17
Juin

Diffamation: irrecevabilité de l’action civile dirigée contre la seule société éditrice

Dans un arrêt en date du 17 juin 2015, la Cour de cassation est venue rappeler les conditions de mise en oeuvre de la responsabilité en cascade prévue par les dispositions des articles 42 et 43 de la loi du 29 juillet 1881, et notamment de l’impossibilité de mettre en cause la responsabilité civile d’une personne ne figurant pas dans la liste des personnes présumées responsables des dommages découlant d’une infraction de presse limitativement énumérée par ces articles.

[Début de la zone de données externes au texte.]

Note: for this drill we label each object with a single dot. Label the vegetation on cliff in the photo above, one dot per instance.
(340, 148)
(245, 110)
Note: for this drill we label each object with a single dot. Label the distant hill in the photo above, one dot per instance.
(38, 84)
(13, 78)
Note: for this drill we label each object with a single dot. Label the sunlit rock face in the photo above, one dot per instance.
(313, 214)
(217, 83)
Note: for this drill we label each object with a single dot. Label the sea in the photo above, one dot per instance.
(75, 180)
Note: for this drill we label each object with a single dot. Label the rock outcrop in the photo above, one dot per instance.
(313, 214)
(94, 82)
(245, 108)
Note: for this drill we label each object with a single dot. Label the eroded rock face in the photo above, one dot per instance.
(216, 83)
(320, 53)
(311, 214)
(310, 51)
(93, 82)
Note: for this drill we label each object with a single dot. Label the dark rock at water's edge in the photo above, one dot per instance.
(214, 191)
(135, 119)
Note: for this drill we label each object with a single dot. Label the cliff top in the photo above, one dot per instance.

En l’espèce, un individu se disant victime d’une diffamation avait assigné en référé la société éditrice aux fins d’indemnisation provisionnelle de son préjudice, sans avoir mis en cause ni le Directeur de publication du journal en cause, ni même  l’auteur des propos poursuivis.

Son action civile était déclarée irrecevable par les premiers juges, puis par la Cour d’appel, au motif que la société éditrice, qui avait été assignée, ne figurait pas dans la liste des personnes présumées responsables d’une infraction de presse au sens des dispositions précitées.

La Cour de cassation confirmera l’arrêt entrepris en précisant que « doivent recevoir application devant la juridiction civile les articles 42 et 43 de la loi du 29 juillet 1881, qui énumèrent les personnes susceptibles d’engager leur responsabilité pénale en cas d’infractions commises par la voie de la presse, ainsi que l’article 44 de la même loi, aux termes duquel les propriétaires des journaux ou écrits périodiques sont responsables des condamnations pécuniaires prononcées au profit des tiers contre les personnes désignées dans les deux articles précédents, conformément aux dispositions des articles 1382, 1383, 1384 du code civil ».